For Infection Control Professionals – About Infection Control
The CDC demonstrated in 2005 that the vast majority of MRSA infections have their onset in the community. Our Dallas County Jail (Texas) Study and our Household Contacts Study attempt to further our understanding.
Methicillin-resistant Staphylococcus aureus (MRSA) has been a challenge for infection control practitioners for decades. As the epidemiology of MRSA has shifted with the emergence of community-associated (CA-) MRSA strains, in the late 1990s, particularly in North America, this challenge has become more complex.

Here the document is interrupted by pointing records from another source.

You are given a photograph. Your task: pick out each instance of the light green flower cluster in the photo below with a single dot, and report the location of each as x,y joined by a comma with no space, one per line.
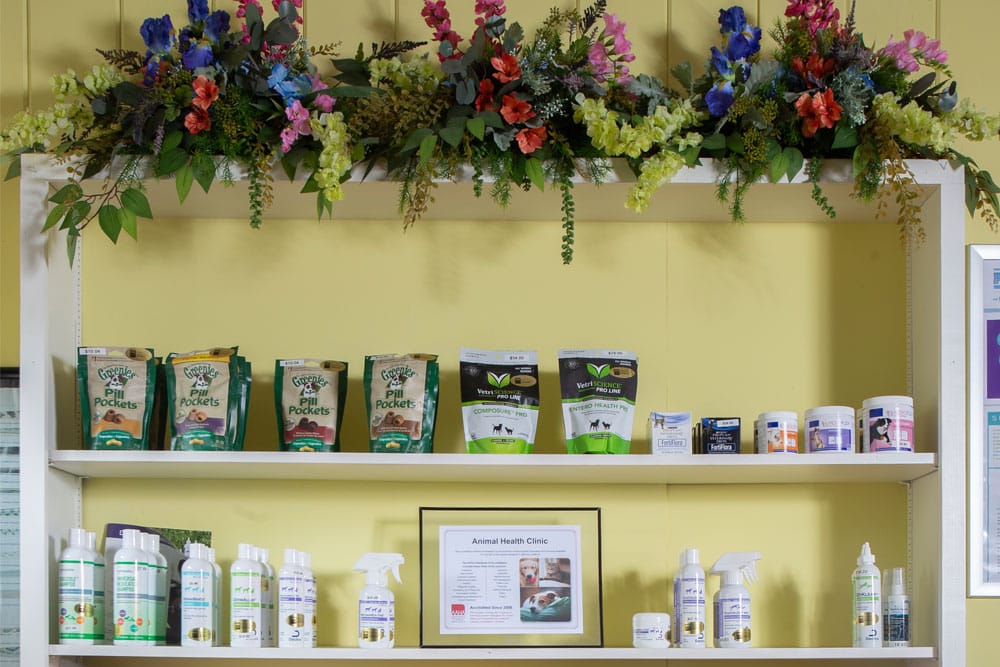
655,171
913,124
608,131
974,125
64,120
418,74
335,158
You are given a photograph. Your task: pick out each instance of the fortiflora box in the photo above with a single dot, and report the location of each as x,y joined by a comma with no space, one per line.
670,432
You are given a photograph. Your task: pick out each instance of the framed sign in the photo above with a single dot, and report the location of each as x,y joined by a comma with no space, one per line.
984,420
497,577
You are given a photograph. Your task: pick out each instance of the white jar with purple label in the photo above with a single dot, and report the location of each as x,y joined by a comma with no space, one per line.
887,424
829,428
777,432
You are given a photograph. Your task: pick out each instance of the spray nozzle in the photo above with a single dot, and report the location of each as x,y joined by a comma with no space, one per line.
741,563
377,565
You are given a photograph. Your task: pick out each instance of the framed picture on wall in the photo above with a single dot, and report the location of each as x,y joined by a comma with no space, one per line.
497,577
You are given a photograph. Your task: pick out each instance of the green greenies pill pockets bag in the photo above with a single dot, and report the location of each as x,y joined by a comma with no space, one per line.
598,399
309,396
401,399
499,400
207,391
116,386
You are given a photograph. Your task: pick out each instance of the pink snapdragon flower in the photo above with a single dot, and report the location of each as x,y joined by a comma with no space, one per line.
818,14
488,8
436,16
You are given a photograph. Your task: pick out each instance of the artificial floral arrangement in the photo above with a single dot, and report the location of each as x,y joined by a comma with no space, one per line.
521,111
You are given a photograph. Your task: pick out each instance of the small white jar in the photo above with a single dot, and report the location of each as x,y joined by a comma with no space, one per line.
651,630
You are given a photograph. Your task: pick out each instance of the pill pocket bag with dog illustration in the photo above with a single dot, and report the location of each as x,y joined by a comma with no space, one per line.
401,400
598,399
309,396
116,386
499,400
203,391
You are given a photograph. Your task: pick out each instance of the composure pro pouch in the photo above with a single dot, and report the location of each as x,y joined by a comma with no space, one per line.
499,400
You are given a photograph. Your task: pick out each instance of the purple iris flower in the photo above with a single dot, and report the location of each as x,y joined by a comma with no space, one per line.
199,55
719,98
721,63
197,10
158,34
732,20
744,43
217,25
290,88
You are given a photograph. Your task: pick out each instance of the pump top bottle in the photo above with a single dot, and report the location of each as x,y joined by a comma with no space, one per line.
866,586
376,603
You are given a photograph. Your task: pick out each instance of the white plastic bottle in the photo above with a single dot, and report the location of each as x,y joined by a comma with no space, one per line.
268,586
79,622
245,599
217,598
866,586
99,582
692,604
198,602
376,603
897,611
158,589
732,600
309,599
291,609
131,580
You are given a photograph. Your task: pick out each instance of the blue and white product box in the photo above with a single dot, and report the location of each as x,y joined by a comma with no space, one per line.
670,432
720,435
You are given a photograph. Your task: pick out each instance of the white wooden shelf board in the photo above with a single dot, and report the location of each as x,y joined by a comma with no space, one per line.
512,654
515,468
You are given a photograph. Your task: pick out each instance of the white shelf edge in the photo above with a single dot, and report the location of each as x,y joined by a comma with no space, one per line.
513,654
514,468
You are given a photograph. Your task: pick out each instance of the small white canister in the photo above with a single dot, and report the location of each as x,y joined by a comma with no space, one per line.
651,630
830,428
887,424
777,432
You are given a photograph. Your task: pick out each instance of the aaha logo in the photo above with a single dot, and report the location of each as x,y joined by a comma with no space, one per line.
201,374
115,377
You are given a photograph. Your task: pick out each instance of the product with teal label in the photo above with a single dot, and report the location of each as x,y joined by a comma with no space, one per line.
116,387
309,396
598,399
401,393
499,400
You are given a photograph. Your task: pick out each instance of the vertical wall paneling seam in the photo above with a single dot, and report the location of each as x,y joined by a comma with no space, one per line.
25,70
121,24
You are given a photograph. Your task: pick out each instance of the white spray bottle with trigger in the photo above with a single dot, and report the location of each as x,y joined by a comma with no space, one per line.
376,603
732,601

Although most individuals with invasive MRSA infections have had previous exposure to health care facilities, the Centers for Disease Control and Prevention (CDC) demonstrated that in 2005, the vast majority of these infections have their onset in the community rather than in hospitals or other health care facilities. USA300, the most common clonotype of CA-MRSA in the U.S., has become an important nosocomial pathogen in several large medical centers, further complicating the molecular epidemiology of MRSA in the health care setting. It is not known if the results of studies of health care associated (HA-) MRSA strains in the health care setting are applicable to USA300. Therefore, programs aimed at MRSA control in the health care setting must take into account the local epidemiology of MRSA outside of the health care institution as well as the changing epidemiology of MRSA in the health care setting.

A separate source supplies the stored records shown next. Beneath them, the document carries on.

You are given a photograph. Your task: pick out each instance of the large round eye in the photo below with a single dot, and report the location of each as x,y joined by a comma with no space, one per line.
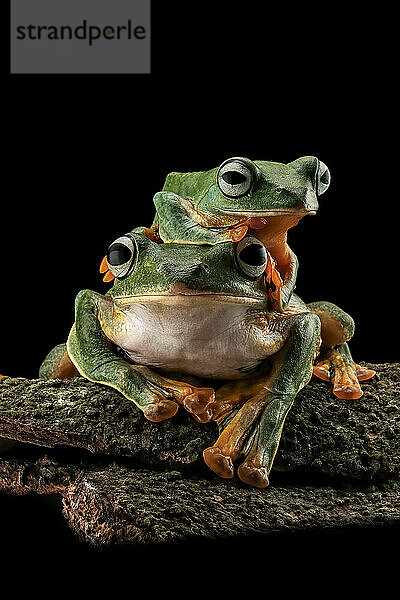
235,177
121,256
251,257
323,178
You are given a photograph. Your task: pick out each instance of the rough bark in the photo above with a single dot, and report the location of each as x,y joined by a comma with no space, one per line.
145,482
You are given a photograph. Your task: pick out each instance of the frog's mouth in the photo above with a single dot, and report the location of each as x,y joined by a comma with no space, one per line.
187,296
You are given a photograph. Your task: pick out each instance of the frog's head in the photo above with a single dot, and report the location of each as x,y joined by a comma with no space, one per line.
145,271
241,188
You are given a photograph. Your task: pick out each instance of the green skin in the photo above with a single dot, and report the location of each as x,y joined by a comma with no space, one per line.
193,208
190,311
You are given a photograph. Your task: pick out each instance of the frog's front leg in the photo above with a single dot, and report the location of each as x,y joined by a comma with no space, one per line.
255,429
95,358
335,362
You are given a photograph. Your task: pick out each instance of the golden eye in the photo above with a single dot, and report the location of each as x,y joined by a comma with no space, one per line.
121,256
236,177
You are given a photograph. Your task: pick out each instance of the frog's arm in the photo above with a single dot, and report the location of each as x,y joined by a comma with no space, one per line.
94,356
289,282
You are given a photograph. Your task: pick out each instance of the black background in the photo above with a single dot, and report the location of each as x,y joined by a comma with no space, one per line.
85,154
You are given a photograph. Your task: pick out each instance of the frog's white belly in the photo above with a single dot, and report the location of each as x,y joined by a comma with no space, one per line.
204,338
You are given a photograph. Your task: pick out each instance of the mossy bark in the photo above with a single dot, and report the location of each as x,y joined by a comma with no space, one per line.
134,481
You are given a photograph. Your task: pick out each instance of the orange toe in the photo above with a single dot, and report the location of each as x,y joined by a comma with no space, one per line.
347,392
321,372
108,277
104,265
363,373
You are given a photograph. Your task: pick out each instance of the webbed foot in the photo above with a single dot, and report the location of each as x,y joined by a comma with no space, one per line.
345,374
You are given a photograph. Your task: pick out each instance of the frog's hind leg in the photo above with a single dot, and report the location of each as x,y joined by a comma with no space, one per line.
255,429
58,365
335,362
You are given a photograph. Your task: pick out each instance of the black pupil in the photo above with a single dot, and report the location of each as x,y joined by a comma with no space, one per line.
253,255
234,177
118,254
325,177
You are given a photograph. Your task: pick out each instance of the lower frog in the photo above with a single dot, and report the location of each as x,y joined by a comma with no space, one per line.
180,316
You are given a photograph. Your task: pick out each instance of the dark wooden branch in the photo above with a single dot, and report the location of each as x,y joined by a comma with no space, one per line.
356,439
142,482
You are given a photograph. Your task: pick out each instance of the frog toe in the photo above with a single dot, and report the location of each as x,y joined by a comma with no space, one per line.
218,462
363,373
348,391
160,411
253,475
344,374
199,403
322,370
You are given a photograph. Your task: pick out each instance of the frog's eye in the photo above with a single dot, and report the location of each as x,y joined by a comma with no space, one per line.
251,257
236,177
121,256
323,178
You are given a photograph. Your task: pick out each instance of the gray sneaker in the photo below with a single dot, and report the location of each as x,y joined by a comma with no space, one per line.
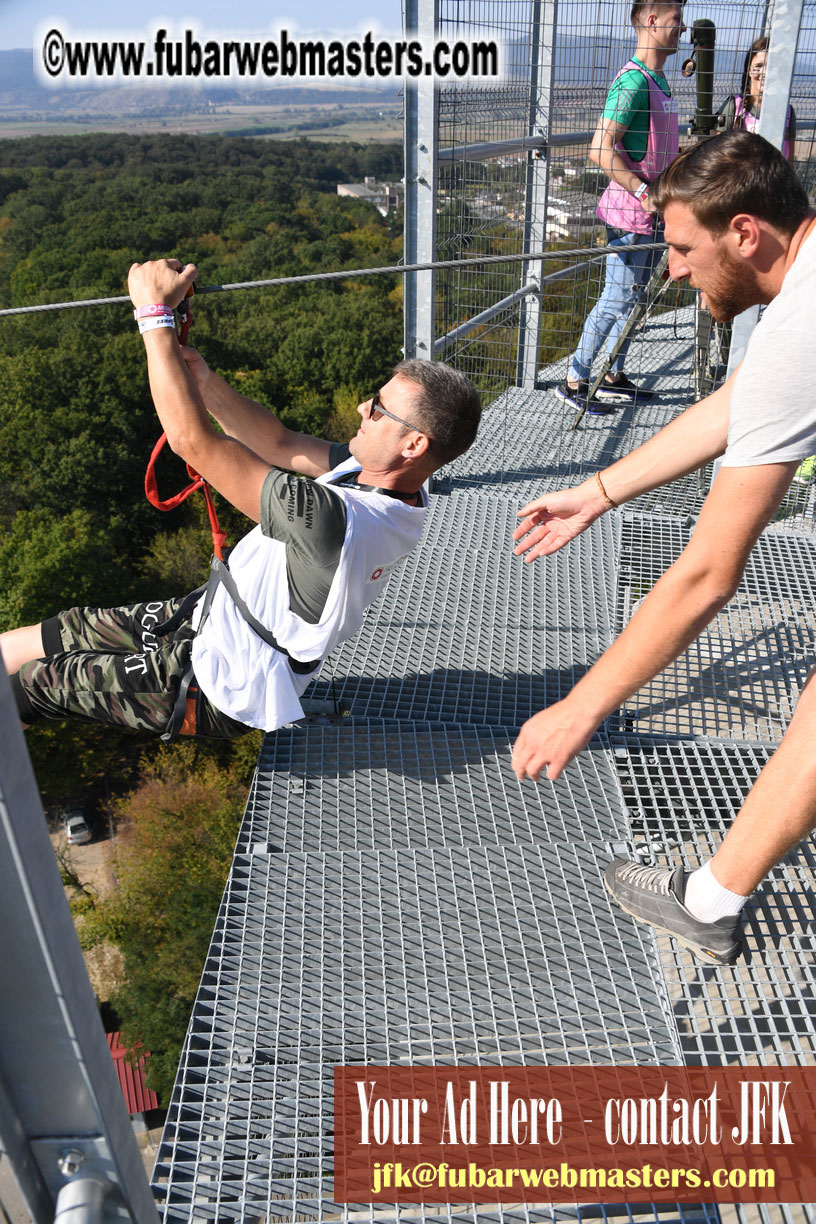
652,895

While the primary means of infection control to contain MRSA in U.S. hospitals has been contact precautions (i.e., the use of gowns and gloves), many new potential interventions and screening procedures have been suggested and tested in a limited number of hospitals. For example, a law in Illinois now requires that all patients admitted to intensive care units be screened for asymptomatic carriage of MRSA, although the method used for this screening is not specified. Some infection control practitioners have advocated that all patients found to be colonized or infected with MRSA should undergo decolonization procedures (e.g., nasal mupirocin, chlorhexidine baths). Further research is needed to evaluate each of these proposed interventions.
Infection surveillance programs, hand hygiene compliance, and contact precautions remain the most effective known containment strategies for the spread of MRSA within the health care setting. To optimize infection control strategies, more research is needed to define the transmissibility of USA300 and other CA-MRSA strains in the community and in the health care system, the role of fomites (inanimate objects and surfaces) in transmission, the role of health care institutions in the epidemiology of MRSA, and the efficacy of decolonization protocols.
Michael Z. David, MS, MD, PhD
Instructor, Section of Infectious Diseases, Department of Medicine
MRSA Research Center
University of Chicago Medical Center
The views on this page are of the MRSA Research Center, not necessarily those of the institutional infection control program at the University of Chicago Medical Center.